Of course, there's a certain pride that comes with representing one's country. Not having that opportunity (blogging is not yet an Olympic sport) I can only imagine what it must feel like. Certainly you'd want the opportunity if it came along. But as Senators fans, we should be grateful for the respite. It's bad enough that the Senators' two best players, Karlsson and flashy new toy Bobby Ryan, are mortal locks to make their respective squads. There's no need to add to that mix with any more players than absolutely necessary.
NHL players bow out of the All-Star game with regularity, citing "injuries" as the reason why. Some of these injuries are probably similar in severity to Hasek's adductor from all those years ago. Is it that these players don't want to participate in an easy-going weekend? After all, the All-Star game is even less intense than anything they'd experience in the Olympics. Or is it simply that the players value time off anywhere they can get it thanks to the toll the length of the NHL season takes on them?
As far as I'm concerned, Spezza's snub is nothing more than a gift in disguise for the Senators. Regardless of what Daniel Alfredsson thinks, this is a Senators team that will add a healthy Spezza, Karlsson, and Milan Michalek to its lineup next year. That's 88 goals and 134 assists! On top of that, they're adding even more offense from Ryan and new winger Clarke MacArthur. You're going to have a hard time convincing me this is not a team with a shot--and let's not pretend with the loss of Alfredsson we won't all be looking to Spezza as the guy to lead the team. Considering that same team is going to be getting back a tired Karlsson and tired Ryan, which Spezza do you want putting them on his shoulders? A tired one or a refreshed one?

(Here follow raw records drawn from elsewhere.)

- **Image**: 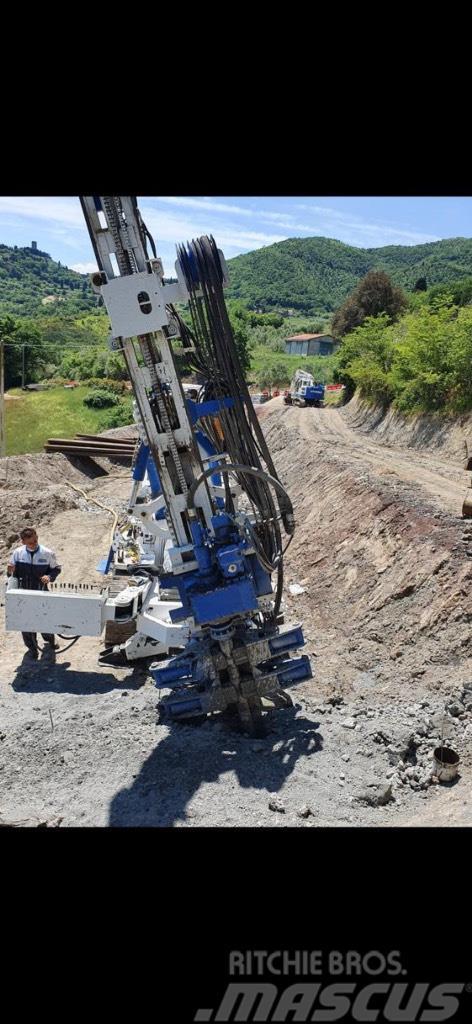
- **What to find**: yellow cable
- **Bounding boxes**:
[67,482,119,547]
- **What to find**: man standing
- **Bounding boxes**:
[7,527,62,657]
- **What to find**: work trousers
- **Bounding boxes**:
[22,632,55,650]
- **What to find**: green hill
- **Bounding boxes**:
[0,244,98,317]
[225,236,472,315]
[3,235,472,320]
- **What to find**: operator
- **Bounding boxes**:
[7,527,62,658]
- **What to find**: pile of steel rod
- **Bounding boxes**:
[44,433,137,460]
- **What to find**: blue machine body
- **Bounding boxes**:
[161,511,272,626]
[306,384,325,402]
[132,441,162,500]
[294,383,325,404]
[103,412,312,710]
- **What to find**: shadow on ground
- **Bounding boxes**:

Jason Spezza might not get a shot at Olympic Gold, and that's probably unfair considering his production relative to some of the other Team Canada invitees, but I'm strangely okay with it. I wish none of the team were going, and Eugene Melnyk had booked them all two-week stays in some tropical meditation spa retreat instead, because I'll tell you this: Raising the Stanley Cup is a hell of a consolation prize for missing out on Olympic Gold.